A second misconception is that adding more levels always improves performance. Multiple papers report the opposite. KGIC finds that deeper propagation can introduce noise, with best depth at 3 on Book-Crossing and 4 on MovieLens-1M and Last.FM, and that removing the non-local graph hurts most but deeper expansion quickly becomes noisy (Zou et al., 2022). AliNet shows that 5 hops is optimal, while 6 and 7 reduce Hits@1, and that naïve multi-hop mixing is harmful because distant neighbors are noisy (Sun et al., 2019). This suggests that Multi-L KG is not defined by maximal layering, but by controlled layering.
A third limitation concerns dependence on semantic side information. KG-BiLM is strongest on semantically enriched graphs but trails specialized path-based methods on structure-only FB15k-237, which the paper attributes to relation-cardinality sensitivity and semantic sparsity dependence (Chen et al., 4 Jun 2025). KG-FIT similarly does not dominate lexical-heavy WN18RR, and the authors state that hierarchy quality and LLM bias can affect results (Jiang et al., 2024). Multi-L KG methods are therefore most attractive when multiple information levels are genuinely present and reliable.
Construction-oriented systems raise further issues: provenance, hallucination, and procedural underspecification. LEC-KG notes cold-start instability, schema redesign cost, and the absence of a single differentiable end-to-end objective, while its evidence retrieval remains exact-match and precision-oriented (Zeng et al., 2 Feb 2026). MultiCNKG omits exact prompts, alignment thresholds, ontology mapping rules, and several experimental details, and its reporting contains formatting inconsistencies (Sarabadani et al., 8 Oct 2025). LLHKG emphasizes prompt optimization and correction modules but does not provide explicit loss functions or graph-aware evaluation beyond BERTScore (Zhu et al., 21 Apr 2026). A plausible implication is that a stronger Multi-L KG framework would need explicit provenance, confidence modeling, and more formal cross-level constraints.
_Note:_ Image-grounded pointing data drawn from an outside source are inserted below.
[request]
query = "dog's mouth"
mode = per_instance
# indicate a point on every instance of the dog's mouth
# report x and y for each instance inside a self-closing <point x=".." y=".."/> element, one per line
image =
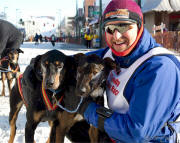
<point x="50" y="85"/>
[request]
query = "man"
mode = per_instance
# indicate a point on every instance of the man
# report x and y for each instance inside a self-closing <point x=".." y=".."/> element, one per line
<point x="144" y="101"/>
<point x="10" y="37"/>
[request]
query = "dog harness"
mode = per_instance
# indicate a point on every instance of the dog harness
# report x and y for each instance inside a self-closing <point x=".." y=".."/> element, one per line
<point x="19" y="81"/>
<point x="48" y="99"/>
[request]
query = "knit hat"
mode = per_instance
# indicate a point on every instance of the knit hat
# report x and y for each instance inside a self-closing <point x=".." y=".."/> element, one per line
<point x="123" y="10"/>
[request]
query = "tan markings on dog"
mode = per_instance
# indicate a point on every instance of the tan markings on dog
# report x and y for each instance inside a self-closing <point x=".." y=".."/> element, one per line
<point x="50" y="124"/>
<point x="46" y="62"/>
<point x="3" y="84"/>
<point x="38" y="115"/>
<point x="78" y="117"/>
<point x="13" y="123"/>
<point x="57" y="63"/>
<point x="57" y="82"/>
<point x="93" y="133"/>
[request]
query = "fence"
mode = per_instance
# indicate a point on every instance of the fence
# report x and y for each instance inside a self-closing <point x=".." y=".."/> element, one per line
<point x="169" y="40"/>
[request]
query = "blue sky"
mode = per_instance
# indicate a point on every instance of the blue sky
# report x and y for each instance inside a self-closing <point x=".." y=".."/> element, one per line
<point x="24" y="8"/>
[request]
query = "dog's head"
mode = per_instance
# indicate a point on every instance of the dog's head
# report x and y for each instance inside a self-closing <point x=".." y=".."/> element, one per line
<point x="92" y="72"/>
<point x="50" y="68"/>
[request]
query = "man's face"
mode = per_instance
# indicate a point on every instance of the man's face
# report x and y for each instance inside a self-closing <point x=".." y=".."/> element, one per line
<point x="118" y="39"/>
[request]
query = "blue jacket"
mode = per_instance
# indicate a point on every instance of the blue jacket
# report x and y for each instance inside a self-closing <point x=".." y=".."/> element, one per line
<point x="153" y="93"/>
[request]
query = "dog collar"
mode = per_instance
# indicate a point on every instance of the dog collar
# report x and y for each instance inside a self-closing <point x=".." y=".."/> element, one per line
<point x="48" y="102"/>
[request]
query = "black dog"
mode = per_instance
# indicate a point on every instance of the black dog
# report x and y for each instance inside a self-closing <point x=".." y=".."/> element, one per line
<point x="44" y="76"/>
<point x="91" y="75"/>
<point x="44" y="73"/>
<point x="10" y="66"/>
<point x="10" y="36"/>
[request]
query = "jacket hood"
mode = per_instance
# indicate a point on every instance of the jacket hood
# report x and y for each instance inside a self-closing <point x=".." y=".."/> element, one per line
<point x="145" y="43"/>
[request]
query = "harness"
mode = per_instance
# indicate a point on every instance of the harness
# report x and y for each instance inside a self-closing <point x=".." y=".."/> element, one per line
<point x="48" y="100"/>
<point x="19" y="81"/>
Finally, reasoning coverage remains incomplete. ROMA supports projection and intersection but not negation or union in the provided formulation (Xi et al., 2022). Context Graph uses an LLM-judged stopping criterion for whether sufficient information has been retrieved (Xu et al., 2024). CKGC-CKD assumes pre-existing seed alignments and may degrade when alignments are sparse or noisy (Zhang et al., 2023). GKG-LLM unifies construction tasks effectively, but does not yet provide an explicit cross-level graph schema linking entities, events, and commonsense abstractions into one fully formal object (Zhang et al., 14 Mar 2025). The literature therefore suggests that Multi-L KG is already a productive technical direction, but not yet a closed or fully standardized theory.